The parts 1, 2, 5 and 6 which make up the box are enclosed at intervals by a casing in the form of a bowl 16 and a lid 18 provided with thermal insulation 17. The box is kept at a distance from the walls of the casing 16, 18 by means of a number spacers 19. The drain 15 from the chambers 3, 4 opens into the casing 16, 18 which is provided with an outlet 20 for the combustion gases. The casing bowl 16 is surrounded at a distance by a mantle 22 which is provided with thermal insulation 21, into which the casing's outlet 20 opens, and which has a drain 2 3 for combustion gases.
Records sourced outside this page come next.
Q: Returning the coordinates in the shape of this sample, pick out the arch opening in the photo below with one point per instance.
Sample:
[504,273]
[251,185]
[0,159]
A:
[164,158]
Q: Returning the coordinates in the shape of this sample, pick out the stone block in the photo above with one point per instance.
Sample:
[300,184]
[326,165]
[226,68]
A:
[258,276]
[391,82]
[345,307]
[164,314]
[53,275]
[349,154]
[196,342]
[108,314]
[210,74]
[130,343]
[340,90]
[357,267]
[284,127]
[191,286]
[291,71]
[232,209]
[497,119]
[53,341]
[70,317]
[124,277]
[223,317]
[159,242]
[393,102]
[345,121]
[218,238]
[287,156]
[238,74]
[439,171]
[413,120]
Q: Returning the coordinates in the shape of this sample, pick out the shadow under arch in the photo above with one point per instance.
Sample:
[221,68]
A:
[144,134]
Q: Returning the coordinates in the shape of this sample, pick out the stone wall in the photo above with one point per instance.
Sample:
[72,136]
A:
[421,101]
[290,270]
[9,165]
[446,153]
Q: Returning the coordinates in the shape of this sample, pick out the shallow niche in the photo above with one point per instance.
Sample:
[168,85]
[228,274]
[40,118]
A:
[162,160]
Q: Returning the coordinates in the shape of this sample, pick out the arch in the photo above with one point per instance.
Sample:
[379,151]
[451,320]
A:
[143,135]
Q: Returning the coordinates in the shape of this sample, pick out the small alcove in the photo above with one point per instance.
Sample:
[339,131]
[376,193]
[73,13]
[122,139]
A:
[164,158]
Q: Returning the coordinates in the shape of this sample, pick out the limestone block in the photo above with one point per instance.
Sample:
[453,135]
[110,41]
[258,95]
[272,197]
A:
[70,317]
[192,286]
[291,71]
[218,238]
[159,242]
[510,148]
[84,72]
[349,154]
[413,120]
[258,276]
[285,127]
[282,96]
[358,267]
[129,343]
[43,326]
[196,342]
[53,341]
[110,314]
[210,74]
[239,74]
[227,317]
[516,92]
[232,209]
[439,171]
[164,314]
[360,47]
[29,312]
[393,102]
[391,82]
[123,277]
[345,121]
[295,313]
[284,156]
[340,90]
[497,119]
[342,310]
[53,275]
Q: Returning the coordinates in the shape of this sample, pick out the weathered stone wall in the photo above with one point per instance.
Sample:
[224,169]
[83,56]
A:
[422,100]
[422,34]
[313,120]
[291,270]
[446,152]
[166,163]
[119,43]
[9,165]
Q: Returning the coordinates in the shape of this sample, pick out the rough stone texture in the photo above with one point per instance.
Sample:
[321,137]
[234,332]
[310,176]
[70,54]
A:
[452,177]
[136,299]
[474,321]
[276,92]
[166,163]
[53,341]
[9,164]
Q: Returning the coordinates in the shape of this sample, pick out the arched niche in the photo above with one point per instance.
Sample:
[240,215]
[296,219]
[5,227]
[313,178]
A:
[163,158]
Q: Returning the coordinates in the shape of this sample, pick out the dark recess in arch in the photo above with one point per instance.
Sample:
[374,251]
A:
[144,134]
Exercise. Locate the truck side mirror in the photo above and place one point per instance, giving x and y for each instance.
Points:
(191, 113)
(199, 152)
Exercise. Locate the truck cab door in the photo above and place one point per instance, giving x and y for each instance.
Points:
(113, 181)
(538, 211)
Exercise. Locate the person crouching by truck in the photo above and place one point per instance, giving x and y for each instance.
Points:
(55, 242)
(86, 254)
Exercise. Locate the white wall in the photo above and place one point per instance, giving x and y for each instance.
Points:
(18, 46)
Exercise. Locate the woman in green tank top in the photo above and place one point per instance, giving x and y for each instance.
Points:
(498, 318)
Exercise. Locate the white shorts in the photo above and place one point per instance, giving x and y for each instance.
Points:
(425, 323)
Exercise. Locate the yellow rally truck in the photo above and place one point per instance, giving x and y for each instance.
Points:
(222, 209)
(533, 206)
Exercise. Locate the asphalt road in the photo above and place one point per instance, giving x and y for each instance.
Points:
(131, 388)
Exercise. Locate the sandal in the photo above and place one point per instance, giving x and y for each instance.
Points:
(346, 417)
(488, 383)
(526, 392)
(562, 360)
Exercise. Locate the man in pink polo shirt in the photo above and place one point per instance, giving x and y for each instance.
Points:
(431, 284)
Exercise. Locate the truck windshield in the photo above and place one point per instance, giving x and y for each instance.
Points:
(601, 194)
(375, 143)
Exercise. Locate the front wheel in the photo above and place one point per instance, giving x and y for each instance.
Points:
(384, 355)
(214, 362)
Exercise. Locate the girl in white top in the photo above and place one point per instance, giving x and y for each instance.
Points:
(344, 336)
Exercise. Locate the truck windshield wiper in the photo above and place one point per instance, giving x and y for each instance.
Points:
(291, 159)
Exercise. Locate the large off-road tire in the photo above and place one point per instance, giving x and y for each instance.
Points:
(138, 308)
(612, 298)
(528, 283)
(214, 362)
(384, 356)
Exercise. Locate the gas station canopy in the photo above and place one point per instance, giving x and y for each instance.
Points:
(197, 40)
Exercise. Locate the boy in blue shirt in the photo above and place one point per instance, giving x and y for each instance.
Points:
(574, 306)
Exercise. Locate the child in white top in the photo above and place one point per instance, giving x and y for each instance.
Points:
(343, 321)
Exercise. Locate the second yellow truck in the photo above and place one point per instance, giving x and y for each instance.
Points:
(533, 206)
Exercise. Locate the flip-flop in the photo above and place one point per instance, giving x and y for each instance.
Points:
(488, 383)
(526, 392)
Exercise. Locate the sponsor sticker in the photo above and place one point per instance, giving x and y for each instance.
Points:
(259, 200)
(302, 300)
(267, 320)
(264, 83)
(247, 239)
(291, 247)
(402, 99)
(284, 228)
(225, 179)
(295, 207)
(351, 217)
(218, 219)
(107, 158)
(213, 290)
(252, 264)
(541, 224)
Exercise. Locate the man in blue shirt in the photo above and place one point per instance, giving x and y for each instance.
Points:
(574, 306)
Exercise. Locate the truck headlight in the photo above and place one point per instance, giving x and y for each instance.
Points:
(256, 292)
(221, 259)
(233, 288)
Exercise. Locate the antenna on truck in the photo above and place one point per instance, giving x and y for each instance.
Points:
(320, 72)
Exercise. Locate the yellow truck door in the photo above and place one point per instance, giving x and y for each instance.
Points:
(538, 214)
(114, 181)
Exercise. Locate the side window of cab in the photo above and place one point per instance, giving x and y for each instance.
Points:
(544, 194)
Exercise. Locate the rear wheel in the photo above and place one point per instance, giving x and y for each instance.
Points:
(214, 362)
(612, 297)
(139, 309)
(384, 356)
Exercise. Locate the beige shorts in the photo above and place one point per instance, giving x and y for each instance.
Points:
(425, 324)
During use of the reactor, hot combustion gases containing carbon monoxide and hydrocarbon compounds are supplied through the inlet 10 to the annular channel 9 where the gases will flow at high speed in a circular path and gradually flow on through the slot 12 to the central opening in the intermediate wall 5,6 . In the opening 11, the gases deviate in both directions to the chambers 3 and 4 where they hit the conical projection 14 on the end walls 1 and 2 which distributes the gases in the chambers 3, 4. Little by little the gases from the chambers 3, 4 disappear through the drain 15 to the space between between box 1, 2,

5, 6 and the casing 16, 18 where the gases flow around the box to the casing's drain 20 before flowing into the space between the bowl 16 and the mantle 22 and finally disappearing through the outlet 23. During the flow in the box 1, 2, 5, 6 and outside of this the gases in intimate and prolonged contact with it come off

the gases to high-temperature heated box material, which thereby acts as a catalyst for the oxidation of carbon monoxide and hydrocarbon compounds in the gases, so that the combustion products that run out through the drain 23 are practically completely free of carbon monoxide and hydrocarbon compounds.

Claims (7)

1. Reactor for catalytic oxidation of carbon monoxide and hydrocarbon compounds in hot combustion gases, characterized in that the reactor has the form of a box (1, 2, 5, 6) with side walls and end walls (1, 2) and an intermediate wall (5, 6) which divides the space between the end walls into two chambers (3, 4), which side, end and intermediate walls wholly or partially contain a catalytic material for the oxidation of carbon monoxide and hydrocarbon compounds that the intermediate wall contains an annular channel (9) to which an inlet is connected (10) for the hot combustion gases, and which has a central opening (11) which connects the two chambers with each other, and which by means of one or more slits (12) in the intermediate wall is in connection with the annular channel along all or one part of the channel's length, and that the chambers at a distance from the middle wall's central opening are provided with drains (15) for the combustion gases. 2. Reactor as stated in claim 1, characterized in that the end walls (1,2) in front of the central opening (11) of the intermediate wall (5,6) are each provided with a conical projection (14) directed towards the central opening. 3. Reactor as stated in claim 1 or 2, characterized in that the box (1, 2, 5, 6) is enclosed at a distance by a sleeve (16, 18) into which the drain (15) of the chambers (3, 4) opens, and which is provided with an outlet (20) for combustion gases. 4. Reactor as stated in claim 3, characterized in that the casing (16, 18) is surrounded at a distance by a preferably heat-insulated jacket (22) into which the casing's outlet (20) opens, and which has an outlet (23) for combustion gases . 5. Reactor as specified in one of the preceding claims, characterized in that at least some of the walls of the box (1, 2, 5, 6) consist wholly or partly of an alloy of 20-30 weight percent chromium, 4-6 weight percent, aluminium, 0-3 weight percent cobalt and the rest iron. 6 Reactor as stated in one of the claims 1-4, characterized in that the walls of the box (1, 2, 5, 6) are wholly or partly made of ceramics which resist large temperature changes. 7. Reactor as stated in one of the claims 1-4, characterized in that the walls of the box (1, 2, 5, 6) are wholly or partly made of ceramics containing a predominant part, e.g. at least 60 percent by weight A^O^-f ibre.